L’analisi di Domenico Mafrici e Francesco Massignani (Teha Group) ha evidenziato un paradosso italiano: sebbene il Paese vanti il primato di microimprese con fatturato tra 1 e 10 milioni di euro (179.000 unità ), fatica a scalare verso le medie dimensioni. Il management è quasi totalmente in mano alla proprietà : nel 66,4% delle aziende italiane l’intera direzione è espressione della famiglia, contro il 10% del Regno Unito o il 28% della Germania. Tuttavia, i dati dimostrano che una governance strutturata conviene: le medie aziende con ruoli definiti crescono del 34%, quasi il doppio rispetto alla media nazionale.
Giacomo Andolfato, presidente del GGI Udine, ha sottolineato l’esigenza dei giovani imprenditori di conciliare continuità e tutela patrimoniale. Un concetto ribadito da Marco Vidoni (Piccola Industria): «Il passaggio generazionale non può più essere affidato all’improvvisazione. Investire per tempo su metodo e competenze significa permettere alle imprese di crescere e restare radicate sul territorio».

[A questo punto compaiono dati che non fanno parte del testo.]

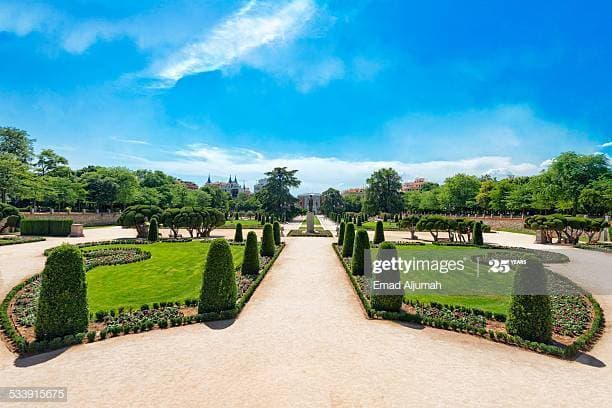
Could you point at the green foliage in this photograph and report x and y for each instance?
(379, 233)
(362, 242)
(391, 302)
(341, 233)
(238, 233)
(45, 227)
(62, 306)
(219, 289)
(477, 238)
(153, 231)
(267, 241)
(276, 230)
(530, 314)
(349, 240)
(250, 263)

A chiudere l’incontro, la testimonianza di Diego Buso, CEO di Fluid System, che ha presentato il case history della propria azienda. La sua esperienza conferma che, se il delicato equilibrio tra istituzione familiare e d’impresa viene gestito con anticipo, l’azienda familiare è in grado di esprimere performance superiori rispetto ai competitor non familiari.
(nella foto da sinistra Buso, Andolfato, Vidoni e Massignani)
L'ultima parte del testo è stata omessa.